-----------------------------------------------
A collection of Zip bugs and missing features
-----------------------------------------------

(in the light of Graham Nelson's specification V0.2)

Last update: 12-JAN-96

This is a collection of bugs, missing features and possible improvements
for Mark Howell's Zip V2.0. Everything below, especially the term "Zip
port", refers to this distribution only. The numerous ports which have
evolved from this version may have less (or more) bugs. Nevertheless, I
hope this list is useful for anyone involved in Z-code interpretation.

Many thanks to the people who sent me bug reports. If you find a bug
which is not covered by this list send it to

   Stefan Jokisch ([email protected])

This is the third edition. All passages which have been modified or
added in this edition are marked [3].

(i) MORE prompts

-> If top_margin > 0 then the MORE prompt might appear before the
  output reaches the bottom line (e.g. beginning of 'Beyond Zork').
-> Even if top_margin = 0 the first MORE prompt in 'Curses' appears
  too early.
-> When timeouts display some lines of text in the lower window, the
  MORE prompt is printed too late.

I propose the following method:

1) The line counter is set to zero when the text window or the
entire screen is erased. 2) The line counter is increased after
every newline in the lower window. 3) The line counter is set to
top_margin after read or read_char instructions (but only if these
instructions weren't terminated by time-out). 4) The MORE prompt
is printed when the line_counter equals the height of the lower
window minus 1. The line counter is reset to top_margin.

(ii) Fonts

-> The runes in Beyond Zork are not displayed.
-> Zip does not return 0 if a font is unavailable.
-> Zip does not implement font 0 (ie. keep current font).

[3] Font changes are allowed in the middle of a word so it is
necessary to store font changes in a buffer.

(iii) Beep sounds

-> The DOS (V2.0) executable at ftp.gmd.de prints character 7
  instead of playing a beep sound.
-> The display_char routine in UNIXIO.C adds 1 to current_col
  whenever a beep sound is played.
-> The sound routine in AMIGAIO.C plays two beep sound instead
  of playing a low-pitched beep sound (sound_effect #2).

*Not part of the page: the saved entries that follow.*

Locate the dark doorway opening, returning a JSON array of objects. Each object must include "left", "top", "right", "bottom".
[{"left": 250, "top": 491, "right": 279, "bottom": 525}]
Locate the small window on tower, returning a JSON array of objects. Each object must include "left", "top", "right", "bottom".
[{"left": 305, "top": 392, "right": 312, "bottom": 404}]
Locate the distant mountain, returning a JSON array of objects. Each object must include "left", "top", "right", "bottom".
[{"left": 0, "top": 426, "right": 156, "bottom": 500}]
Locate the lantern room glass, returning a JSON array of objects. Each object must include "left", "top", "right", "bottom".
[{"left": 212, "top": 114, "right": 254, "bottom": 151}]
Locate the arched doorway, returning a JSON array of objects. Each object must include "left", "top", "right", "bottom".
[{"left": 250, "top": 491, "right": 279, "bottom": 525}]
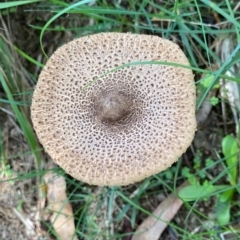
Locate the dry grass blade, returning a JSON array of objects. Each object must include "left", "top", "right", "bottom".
[
  {"left": 216, "top": 29, "right": 240, "bottom": 134},
  {"left": 132, "top": 182, "right": 188, "bottom": 240}
]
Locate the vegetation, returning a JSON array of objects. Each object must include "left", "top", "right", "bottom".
[{"left": 0, "top": 0, "right": 240, "bottom": 239}]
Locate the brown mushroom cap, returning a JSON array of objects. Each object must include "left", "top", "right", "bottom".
[{"left": 31, "top": 32, "right": 196, "bottom": 186}]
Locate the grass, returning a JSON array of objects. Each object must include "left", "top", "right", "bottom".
[{"left": 0, "top": 0, "right": 240, "bottom": 239}]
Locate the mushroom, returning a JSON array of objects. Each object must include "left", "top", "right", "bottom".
[{"left": 31, "top": 32, "right": 196, "bottom": 186}]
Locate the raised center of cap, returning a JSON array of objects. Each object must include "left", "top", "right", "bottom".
[{"left": 96, "top": 90, "right": 133, "bottom": 123}]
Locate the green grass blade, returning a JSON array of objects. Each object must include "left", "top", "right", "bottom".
[
  {"left": 40, "top": 0, "right": 95, "bottom": 58},
  {"left": 14, "top": 46, "right": 44, "bottom": 68},
  {"left": 0, "top": 0, "right": 42, "bottom": 9},
  {"left": 0, "top": 70, "right": 40, "bottom": 168}
]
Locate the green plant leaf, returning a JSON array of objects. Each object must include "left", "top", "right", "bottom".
[
  {"left": 200, "top": 74, "right": 218, "bottom": 89},
  {"left": 209, "top": 96, "right": 219, "bottom": 106},
  {"left": 179, "top": 185, "right": 227, "bottom": 202},
  {"left": 222, "top": 135, "right": 238, "bottom": 185},
  {"left": 215, "top": 199, "right": 231, "bottom": 226},
  {"left": 219, "top": 189, "right": 234, "bottom": 203}
]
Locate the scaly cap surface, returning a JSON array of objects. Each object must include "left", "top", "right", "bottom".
[{"left": 31, "top": 32, "right": 196, "bottom": 186}]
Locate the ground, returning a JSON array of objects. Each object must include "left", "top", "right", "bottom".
[{"left": 0, "top": 1, "right": 240, "bottom": 240}]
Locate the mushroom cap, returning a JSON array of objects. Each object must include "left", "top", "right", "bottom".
[{"left": 31, "top": 32, "right": 196, "bottom": 186}]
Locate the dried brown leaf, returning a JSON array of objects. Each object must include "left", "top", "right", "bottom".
[
  {"left": 44, "top": 172, "right": 78, "bottom": 240},
  {"left": 132, "top": 182, "right": 188, "bottom": 240}
]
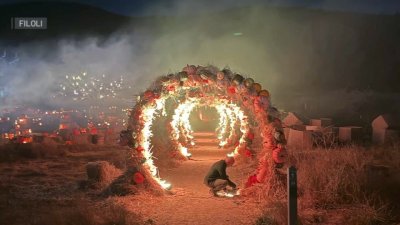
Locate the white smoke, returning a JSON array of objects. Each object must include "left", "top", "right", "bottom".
[{"left": 0, "top": 2, "right": 399, "bottom": 123}]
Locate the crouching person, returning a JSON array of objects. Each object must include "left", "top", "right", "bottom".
[{"left": 204, "top": 156, "right": 237, "bottom": 196}]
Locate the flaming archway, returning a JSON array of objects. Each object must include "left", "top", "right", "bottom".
[{"left": 126, "top": 65, "right": 287, "bottom": 190}]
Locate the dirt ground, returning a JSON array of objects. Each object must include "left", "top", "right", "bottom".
[
  {"left": 0, "top": 132, "right": 263, "bottom": 225},
  {"left": 2, "top": 132, "right": 399, "bottom": 224},
  {"left": 117, "top": 132, "right": 262, "bottom": 225}
]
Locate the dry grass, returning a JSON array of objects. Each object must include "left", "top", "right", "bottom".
[
  {"left": 150, "top": 116, "right": 186, "bottom": 170},
  {"left": 252, "top": 145, "right": 400, "bottom": 224},
  {"left": 2, "top": 128, "right": 399, "bottom": 224},
  {"left": 0, "top": 138, "right": 66, "bottom": 162},
  {"left": 255, "top": 201, "right": 289, "bottom": 225},
  {"left": 0, "top": 141, "right": 149, "bottom": 225},
  {"left": 0, "top": 196, "right": 145, "bottom": 225}
]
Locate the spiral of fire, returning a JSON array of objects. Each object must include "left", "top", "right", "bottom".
[{"left": 127, "top": 65, "right": 287, "bottom": 190}]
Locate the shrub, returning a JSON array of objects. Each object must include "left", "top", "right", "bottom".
[{"left": 256, "top": 201, "right": 288, "bottom": 225}]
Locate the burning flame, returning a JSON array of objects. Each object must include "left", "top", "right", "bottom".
[
  {"left": 215, "top": 100, "right": 249, "bottom": 157},
  {"left": 136, "top": 95, "right": 249, "bottom": 190},
  {"left": 170, "top": 99, "right": 197, "bottom": 157},
  {"left": 228, "top": 103, "right": 249, "bottom": 157},
  {"left": 216, "top": 189, "right": 240, "bottom": 198},
  {"left": 215, "top": 104, "right": 229, "bottom": 147},
  {"left": 137, "top": 97, "right": 171, "bottom": 189}
]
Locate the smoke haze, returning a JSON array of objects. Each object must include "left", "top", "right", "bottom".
[{"left": 1, "top": 3, "right": 399, "bottom": 125}]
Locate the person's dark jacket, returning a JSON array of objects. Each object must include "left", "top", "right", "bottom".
[{"left": 204, "top": 160, "right": 236, "bottom": 188}]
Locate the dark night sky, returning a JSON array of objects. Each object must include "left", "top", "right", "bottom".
[{"left": 1, "top": 0, "right": 400, "bottom": 16}]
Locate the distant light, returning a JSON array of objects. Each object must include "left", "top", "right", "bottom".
[{"left": 233, "top": 32, "right": 243, "bottom": 36}]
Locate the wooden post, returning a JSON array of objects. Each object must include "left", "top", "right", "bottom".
[{"left": 288, "top": 166, "right": 297, "bottom": 225}]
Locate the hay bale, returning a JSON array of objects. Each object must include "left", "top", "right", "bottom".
[
  {"left": 283, "top": 112, "right": 305, "bottom": 127},
  {"left": 86, "top": 161, "right": 122, "bottom": 187},
  {"left": 103, "top": 167, "right": 163, "bottom": 196},
  {"left": 103, "top": 172, "right": 139, "bottom": 196}
]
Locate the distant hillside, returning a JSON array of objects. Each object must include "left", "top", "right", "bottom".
[
  {"left": 0, "top": 2, "right": 400, "bottom": 93},
  {"left": 0, "top": 2, "right": 132, "bottom": 44}
]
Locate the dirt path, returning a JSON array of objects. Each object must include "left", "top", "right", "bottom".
[{"left": 123, "top": 132, "right": 262, "bottom": 225}]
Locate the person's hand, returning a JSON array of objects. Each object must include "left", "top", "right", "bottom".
[{"left": 227, "top": 180, "right": 236, "bottom": 189}]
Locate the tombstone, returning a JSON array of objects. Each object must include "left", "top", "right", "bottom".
[
  {"left": 309, "top": 118, "right": 333, "bottom": 127},
  {"left": 306, "top": 125, "right": 320, "bottom": 131},
  {"left": 283, "top": 112, "right": 305, "bottom": 127},
  {"left": 285, "top": 125, "right": 306, "bottom": 147},
  {"left": 283, "top": 127, "right": 290, "bottom": 141},
  {"left": 338, "top": 126, "right": 363, "bottom": 143},
  {"left": 365, "top": 164, "right": 390, "bottom": 190},
  {"left": 287, "top": 129, "right": 313, "bottom": 149},
  {"left": 292, "top": 124, "right": 307, "bottom": 131},
  {"left": 372, "top": 114, "right": 400, "bottom": 144},
  {"left": 328, "top": 127, "right": 339, "bottom": 135}
]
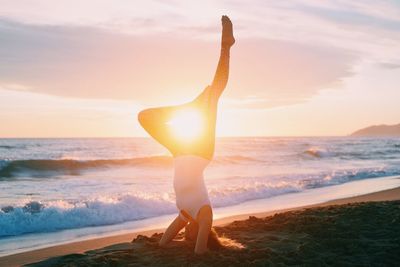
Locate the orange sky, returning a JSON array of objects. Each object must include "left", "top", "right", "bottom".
[{"left": 0, "top": 1, "right": 399, "bottom": 137}]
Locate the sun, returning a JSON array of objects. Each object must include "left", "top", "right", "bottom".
[{"left": 167, "top": 108, "right": 205, "bottom": 142}]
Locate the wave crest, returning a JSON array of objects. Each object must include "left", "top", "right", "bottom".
[
  {"left": 0, "top": 155, "right": 264, "bottom": 178},
  {"left": 0, "top": 156, "right": 173, "bottom": 178},
  {"left": 303, "top": 147, "right": 333, "bottom": 158},
  {"left": 214, "top": 155, "right": 262, "bottom": 164}
]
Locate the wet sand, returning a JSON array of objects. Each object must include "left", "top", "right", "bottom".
[{"left": 1, "top": 186, "right": 400, "bottom": 266}]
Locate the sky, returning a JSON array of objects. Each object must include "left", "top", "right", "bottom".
[{"left": 0, "top": 0, "right": 399, "bottom": 137}]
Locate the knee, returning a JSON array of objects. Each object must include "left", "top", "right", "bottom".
[{"left": 137, "top": 109, "right": 149, "bottom": 126}]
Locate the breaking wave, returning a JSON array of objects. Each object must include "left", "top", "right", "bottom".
[
  {"left": 1, "top": 166, "right": 399, "bottom": 237},
  {"left": 0, "top": 157, "right": 173, "bottom": 178},
  {"left": 0, "top": 155, "right": 263, "bottom": 178}
]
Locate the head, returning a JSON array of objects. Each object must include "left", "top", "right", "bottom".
[{"left": 184, "top": 222, "right": 222, "bottom": 250}]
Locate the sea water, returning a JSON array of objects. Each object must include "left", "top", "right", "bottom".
[{"left": 1, "top": 137, "right": 400, "bottom": 254}]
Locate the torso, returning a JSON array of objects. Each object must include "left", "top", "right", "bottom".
[{"left": 173, "top": 155, "right": 211, "bottom": 220}]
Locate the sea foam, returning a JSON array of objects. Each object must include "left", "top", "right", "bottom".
[{"left": 1, "top": 166, "right": 399, "bottom": 237}]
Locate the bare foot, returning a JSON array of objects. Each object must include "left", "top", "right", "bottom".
[{"left": 221, "top": 15, "right": 235, "bottom": 47}]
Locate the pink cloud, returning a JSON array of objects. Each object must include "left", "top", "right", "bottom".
[{"left": 0, "top": 20, "right": 355, "bottom": 109}]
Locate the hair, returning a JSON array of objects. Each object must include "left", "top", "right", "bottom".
[
  {"left": 207, "top": 227, "right": 222, "bottom": 250},
  {"left": 185, "top": 223, "right": 222, "bottom": 250}
]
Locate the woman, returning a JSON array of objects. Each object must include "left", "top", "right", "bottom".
[{"left": 138, "top": 15, "right": 235, "bottom": 254}]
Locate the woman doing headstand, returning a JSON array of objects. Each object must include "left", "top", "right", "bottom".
[{"left": 138, "top": 15, "right": 235, "bottom": 254}]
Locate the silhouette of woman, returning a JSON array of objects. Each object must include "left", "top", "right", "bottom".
[{"left": 138, "top": 15, "right": 235, "bottom": 254}]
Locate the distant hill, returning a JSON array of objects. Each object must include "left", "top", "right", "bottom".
[{"left": 351, "top": 123, "right": 400, "bottom": 136}]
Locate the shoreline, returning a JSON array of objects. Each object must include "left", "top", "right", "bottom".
[
  {"left": 1, "top": 183, "right": 400, "bottom": 266},
  {"left": 2, "top": 175, "right": 399, "bottom": 258}
]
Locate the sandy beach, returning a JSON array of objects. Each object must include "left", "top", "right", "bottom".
[{"left": 1, "top": 185, "right": 399, "bottom": 266}]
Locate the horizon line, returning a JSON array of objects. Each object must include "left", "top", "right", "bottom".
[{"left": 0, "top": 135, "right": 356, "bottom": 139}]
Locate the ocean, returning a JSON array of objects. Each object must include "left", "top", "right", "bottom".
[{"left": 1, "top": 137, "right": 400, "bottom": 254}]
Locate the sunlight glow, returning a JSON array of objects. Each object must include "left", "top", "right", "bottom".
[{"left": 167, "top": 108, "right": 205, "bottom": 142}]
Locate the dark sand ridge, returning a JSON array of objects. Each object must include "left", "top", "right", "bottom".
[
  {"left": 1, "top": 186, "right": 399, "bottom": 266},
  {"left": 28, "top": 200, "right": 400, "bottom": 266}
]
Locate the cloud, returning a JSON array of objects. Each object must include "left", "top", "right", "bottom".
[
  {"left": 2, "top": 1, "right": 400, "bottom": 63},
  {"left": 0, "top": 19, "right": 216, "bottom": 104},
  {"left": 227, "top": 38, "right": 356, "bottom": 108},
  {"left": 224, "top": 0, "right": 400, "bottom": 63},
  {"left": 0, "top": 18, "right": 356, "bottom": 108},
  {"left": 380, "top": 62, "right": 400, "bottom": 69}
]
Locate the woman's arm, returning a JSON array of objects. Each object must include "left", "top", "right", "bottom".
[{"left": 159, "top": 215, "right": 187, "bottom": 246}]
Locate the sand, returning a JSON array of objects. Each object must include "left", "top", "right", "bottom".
[{"left": 1, "top": 186, "right": 400, "bottom": 266}]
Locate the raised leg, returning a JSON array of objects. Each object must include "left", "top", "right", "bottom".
[
  {"left": 189, "top": 15, "right": 235, "bottom": 159},
  {"left": 159, "top": 215, "right": 188, "bottom": 247},
  {"left": 197, "top": 15, "right": 235, "bottom": 104}
]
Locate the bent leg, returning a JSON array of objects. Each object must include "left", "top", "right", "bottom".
[
  {"left": 138, "top": 105, "right": 183, "bottom": 155},
  {"left": 159, "top": 215, "right": 188, "bottom": 247},
  {"left": 194, "top": 205, "right": 213, "bottom": 254}
]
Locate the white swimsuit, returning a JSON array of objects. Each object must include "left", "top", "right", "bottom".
[{"left": 173, "top": 155, "right": 211, "bottom": 221}]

The sound routine in OSDEPEND.C passes beep sounds to the general
character output routine which is not a very wise thing to do.
Preferably, there shoud be an interface function called "beep"
that plays a high- or low-pitched beep sound.

(iv) Sample sounds

-> The generic sound routine in OSDEPEND.C plays a beep sound when
  a sample should be played. It should better remain silent.
-> The sound routine in AMIGAIO.C misunderstands the 4th argument
  of the sound instruction and implements it as fade-in/fade-out.
-> The same routine ignores the volume information in V5 games.
-> The same routine gets the sound file format completely wrong.
-> The same routine seems to put the sounds in a queue (I think),
  but this is wrong.

(Note: "The Lurking Horror" sometimes plays several sample sounds
during a single turn. Even worse, it can happen that a "stop sound"
instruction follows closely. This isn't a major problem if the game
is played on an Amiga 500 by Infocom's own interpreter, since the
interpreter is so slow that most of each sample will be played. On
a fast machine, however, a click noise is all that can be heard.
This is annoying because it means that roughly 200KB of sample data
are simply wasted. One way to work around this is to put the sounds
in a queue and play them one after another. However, this is not in
line with the specification (and wouldn't work very well for
"Sherlock"). I suggest the following fix: If a sound instruction is
issued by the game, see if a sample sound has been started in the
same turn (ie. since the player's last input). If so, wait until
the sound finishes then execute the new sound instruction. Of
course, if the current sound is looping forever you have to stop it
sooner or later.)

I suggest that Zip should not leave all the work to the interface.
For instance, a generic sound routine could execute a sound_effect
by calling one of several interface routines: beep, prepare_sample,
start_sample, stop_sample and finish_with_sample. It could reject
the sound instruction if the interface declared itself unable to
play sample sounds. To some extent it could also handle the 4th
parameter of sound_effect.

Another thought: The end of a sample is usually signalled by a
hardware interrupt. This means that the interpreter main loop may
be called at any time, making life _much_ more interesting. This
requires very careful coding, especially whenever global variables
are used.

(v) Encoding and tokenising

-> Zip uses a list of word separators that apply to all Infocom games
  (in addition to the word separators from the game dictionary). This
  list is obsolete if not illegal.
-> Alternate alphabets ("Zork 1 German") are copied to an array. This
  is slightly illegal since the specification claims that all tables
  can be altered.
-> [3] The tokenise opcode ignores byte 1 of the text buffer (which
  holds the number of characters in V5+) and translates the text up
  to the first null character.

Tokenising and encoding are implemented sloppily: the routines
access the memory of the Z-machine directly (without using the
memory access macros). Furthermore, the binary search on the
dictionary is more complicated than it had to be.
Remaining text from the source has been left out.